1. Cause (why HBase coprocessor)
The most frequently criticized features of HBase as a column family database include the inability to easily create a "two-level index", which makes it difficult to perform sums, counts, and sorts. For example, in an older version of HBase (<0.92), the total number of rows in the statistics table needs to be done using the counter method to execute a mapreduce job. Although HBase integrates mapreduce in the data storage layer, it can be used effectively for distributed computing of data tables. In many cases, however, when you do some simple addition or aggregation calculations, if you place the calculation directly on the server side, you can reduce communication overhead to achieve a good performance boost. HBase then introduced a coprocessor (coprocessors) after 0.92 to achieve some exciting new features: the ability to easily build two indexes, complex filters (predicate pushes), and access control. 2. Source of inspiration (source of inspration)
The HBase coprocessor is inspired by Jeff Dean's 09-year speech (p66-67). It implements a coprocessor similar to bigtable based on this presentation, which includes the following features: Any child table of a table server can run a high-level invocation interface of the code client (the client has direct access to the row address of the data table, and multi-line reads and writes are automatically fragmented into multiple parallel RPC calls) providing a very flexible, The data model that can be used to build a distributed service can automate scaling, load balancing, and application request routing HBase's coprocessor is inspired by bigtable, but the implementation details are different. HBase establishes a framework that provides the user with a class library and runtime environment so that their code can be processed on HBase region server and master. 3. Detail Analysis (Implementation)

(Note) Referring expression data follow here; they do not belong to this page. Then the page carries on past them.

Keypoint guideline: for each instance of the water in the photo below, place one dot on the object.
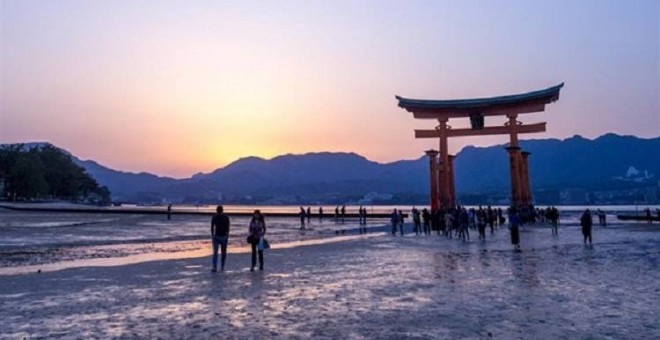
(384, 287)
(39, 238)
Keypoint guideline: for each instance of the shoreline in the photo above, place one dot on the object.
(376, 287)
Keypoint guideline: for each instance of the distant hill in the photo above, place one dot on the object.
(556, 164)
(609, 162)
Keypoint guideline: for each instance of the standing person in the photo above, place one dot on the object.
(394, 220)
(602, 218)
(219, 237)
(586, 222)
(481, 223)
(449, 224)
(302, 218)
(463, 231)
(417, 221)
(360, 217)
(426, 218)
(401, 222)
(364, 218)
(554, 220)
(514, 227)
(490, 219)
(256, 231)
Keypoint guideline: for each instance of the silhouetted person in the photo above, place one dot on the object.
(481, 223)
(256, 231)
(490, 219)
(394, 220)
(426, 220)
(302, 215)
(602, 218)
(219, 237)
(364, 219)
(586, 222)
(417, 221)
(514, 227)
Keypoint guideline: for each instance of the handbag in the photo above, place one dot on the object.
(263, 244)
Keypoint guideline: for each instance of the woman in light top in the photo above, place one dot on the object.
(256, 231)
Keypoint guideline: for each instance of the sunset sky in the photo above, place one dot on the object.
(179, 87)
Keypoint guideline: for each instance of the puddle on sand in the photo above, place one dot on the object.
(146, 257)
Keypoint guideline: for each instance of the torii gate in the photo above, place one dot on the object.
(443, 193)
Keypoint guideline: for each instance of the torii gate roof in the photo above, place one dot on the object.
(511, 104)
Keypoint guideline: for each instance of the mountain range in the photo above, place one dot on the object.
(609, 163)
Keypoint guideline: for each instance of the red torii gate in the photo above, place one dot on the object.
(443, 193)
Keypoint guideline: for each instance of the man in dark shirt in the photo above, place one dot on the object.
(220, 236)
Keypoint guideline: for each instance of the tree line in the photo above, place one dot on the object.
(46, 172)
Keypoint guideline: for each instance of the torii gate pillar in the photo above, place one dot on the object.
(433, 170)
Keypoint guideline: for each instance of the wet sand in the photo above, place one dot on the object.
(378, 287)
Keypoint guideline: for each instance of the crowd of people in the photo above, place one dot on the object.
(452, 223)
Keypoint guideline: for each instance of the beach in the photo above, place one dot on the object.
(361, 287)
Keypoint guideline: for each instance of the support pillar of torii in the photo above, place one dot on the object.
(476, 110)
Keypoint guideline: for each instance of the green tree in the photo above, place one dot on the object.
(26, 177)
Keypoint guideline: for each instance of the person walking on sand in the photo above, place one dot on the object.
(514, 227)
(481, 223)
(417, 221)
(401, 222)
(426, 218)
(394, 220)
(586, 222)
(219, 237)
(256, 231)
(302, 218)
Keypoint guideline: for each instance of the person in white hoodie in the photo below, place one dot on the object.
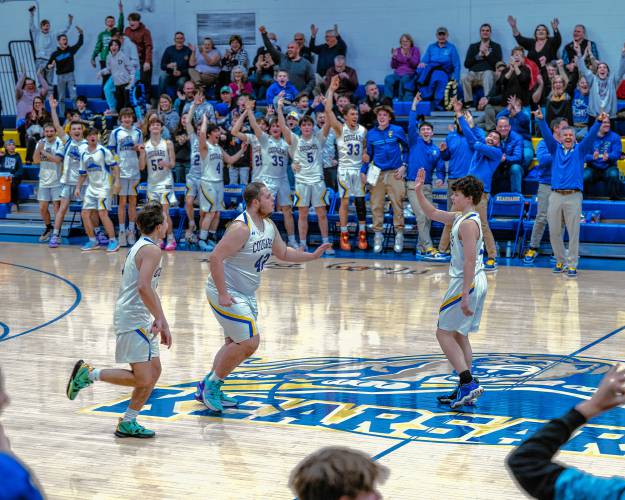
(122, 72)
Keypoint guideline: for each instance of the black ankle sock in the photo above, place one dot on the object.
(465, 377)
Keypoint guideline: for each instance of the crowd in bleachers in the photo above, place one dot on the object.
(569, 83)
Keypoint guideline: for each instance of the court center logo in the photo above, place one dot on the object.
(395, 398)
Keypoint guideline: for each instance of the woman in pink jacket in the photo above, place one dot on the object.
(404, 61)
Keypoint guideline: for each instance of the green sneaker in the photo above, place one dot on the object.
(133, 429)
(79, 379)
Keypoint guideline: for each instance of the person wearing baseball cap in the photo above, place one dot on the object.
(439, 64)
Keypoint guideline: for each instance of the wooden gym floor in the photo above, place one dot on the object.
(348, 356)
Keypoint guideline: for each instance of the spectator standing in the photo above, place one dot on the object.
(480, 60)
(601, 162)
(63, 59)
(175, 64)
(206, 60)
(100, 51)
(44, 42)
(404, 62)
(142, 38)
(326, 52)
(602, 92)
(348, 78)
(541, 49)
(387, 147)
(301, 73)
(439, 64)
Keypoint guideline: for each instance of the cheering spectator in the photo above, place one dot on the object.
(142, 38)
(541, 49)
(301, 73)
(368, 103)
(601, 163)
(207, 61)
(101, 49)
(481, 59)
(439, 64)
(337, 473)
(348, 78)
(387, 147)
(602, 93)
(175, 64)
(326, 52)
(404, 61)
(63, 59)
(235, 55)
(570, 52)
(532, 465)
(44, 43)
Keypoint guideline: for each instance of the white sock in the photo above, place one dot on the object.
(94, 374)
(130, 414)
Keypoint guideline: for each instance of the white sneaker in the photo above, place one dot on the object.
(378, 242)
(399, 242)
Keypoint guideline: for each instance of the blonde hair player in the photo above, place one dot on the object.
(157, 154)
(136, 333)
(235, 268)
(461, 309)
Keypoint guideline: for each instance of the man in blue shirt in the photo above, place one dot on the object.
(387, 149)
(423, 154)
(439, 64)
(601, 162)
(544, 190)
(567, 183)
(487, 155)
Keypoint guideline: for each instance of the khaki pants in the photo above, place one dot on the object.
(489, 239)
(568, 206)
(423, 223)
(395, 189)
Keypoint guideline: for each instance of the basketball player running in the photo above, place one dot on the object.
(273, 174)
(157, 154)
(137, 334)
(235, 268)
(310, 188)
(212, 180)
(461, 310)
(124, 143)
(96, 163)
(74, 146)
(350, 142)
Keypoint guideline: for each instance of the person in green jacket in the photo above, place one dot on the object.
(101, 48)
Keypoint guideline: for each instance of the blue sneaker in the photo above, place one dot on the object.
(90, 245)
(113, 246)
(467, 393)
(211, 395)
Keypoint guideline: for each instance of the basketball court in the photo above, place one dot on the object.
(348, 357)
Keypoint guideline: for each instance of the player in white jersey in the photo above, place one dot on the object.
(461, 309)
(310, 188)
(49, 155)
(137, 334)
(124, 143)
(255, 150)
(158, 156)
(74, 144)
(350, 142)
(275, 153)
(100, 168)
(212, 180)
(235, 268)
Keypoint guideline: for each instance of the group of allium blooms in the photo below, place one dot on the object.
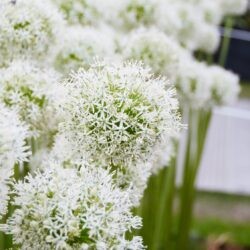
(82, 135)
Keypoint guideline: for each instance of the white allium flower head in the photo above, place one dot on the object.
(116, 113)
(29, 29)
(233, 7)
(209, 38)
(28, 89)
(68, 209)
(12, 149)
(193, 84)
(133, 178)
(84, 12)
(80, 46)
(155, 49)
(224, 86)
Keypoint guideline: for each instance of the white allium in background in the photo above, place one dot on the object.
(209, 38)
(29, 90)
(211, 11)
(117, 113)
(67, 209)
(135, 13)
(85, 12)
(29, 29)
(12, 150)
(80, 46)
(224, 86)
(203, 86)
(155, 49)
(233, 7)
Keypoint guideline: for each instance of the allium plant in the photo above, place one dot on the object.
(155, 49)
(84, 12)
(135, 13)
(80, 46)
(70, 209)
(13, 149)
(116, 115)
(29, 90)
(29, 29)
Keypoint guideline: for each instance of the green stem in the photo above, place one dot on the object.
(226, 40)
(198, 126)
(165, 207)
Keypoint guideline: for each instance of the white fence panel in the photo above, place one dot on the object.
(225, 166)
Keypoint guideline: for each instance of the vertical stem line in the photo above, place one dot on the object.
(226, 40)
(165, 207)
(199, 121)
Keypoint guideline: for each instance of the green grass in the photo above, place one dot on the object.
(238, 233)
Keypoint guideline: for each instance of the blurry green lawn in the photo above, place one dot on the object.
(222, 214)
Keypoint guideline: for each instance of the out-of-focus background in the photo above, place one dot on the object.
(222, 209)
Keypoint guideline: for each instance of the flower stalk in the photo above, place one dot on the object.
(199, 121)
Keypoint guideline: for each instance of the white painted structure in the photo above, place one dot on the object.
(225, 165)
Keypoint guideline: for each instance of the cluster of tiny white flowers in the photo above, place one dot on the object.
(81, 46)
(28, 89)
(118, 112)
(224, 86)
(29, 29)
(69, 209)
(12, 149)
(107, 127)
(203, 86)
(155, 49)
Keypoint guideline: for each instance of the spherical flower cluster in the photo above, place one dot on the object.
(155, 49)
(12, 149)
(117, 113)
(86, 12)
(224, 85)
(133, 178)
(29, 29)
(69, 209)
(81, 46)
(28, 89)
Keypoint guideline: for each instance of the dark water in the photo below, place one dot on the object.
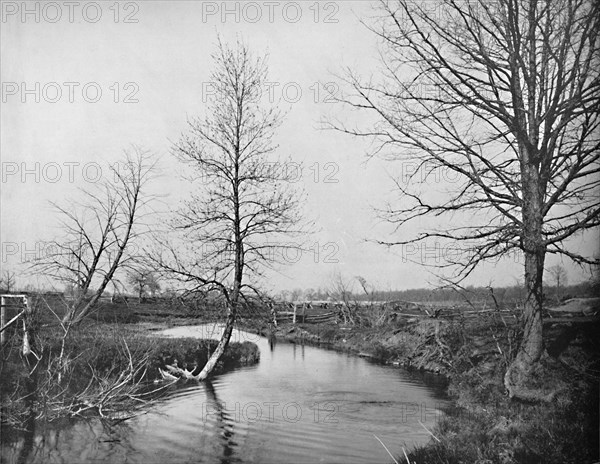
(300, 404)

There are two types of coprocessor, the system coprocessor can globally import all data tables on region server, and the table coprocessor is the user can specify a table to use the coprocessor. The coprocessor framework provides two different aspects of plug-ins to better support the flexibility of its behavior. One is the Watcher (Observer), a trigger similar to a relational database. The other is the terminal (endpoint), the dynamic terminal is a bit like a stored procedure. 3.1 observers (Observer)
The design intent of the observer is to allow the user to overload the Upcall method of the coprocessor framework by inserting code, and the specific event-triggering callback method is executed by the core code of HBase. The coprocessor framework handles all the callback invocation details, and the coprocessor itself only needs to insert the added or changed functionality.
As an example of the HBase0.92 version, it provides three observer interfaces: Regionobserver: Provides client data manipulation event hooks: Get, Put, Delete, scan, and so on. Walobserver: Provides Wal-related operation Hooks. Masterobserver: Provides ddl-type of operation Hooks. such as creating, deleting, modifying data tables, and so on.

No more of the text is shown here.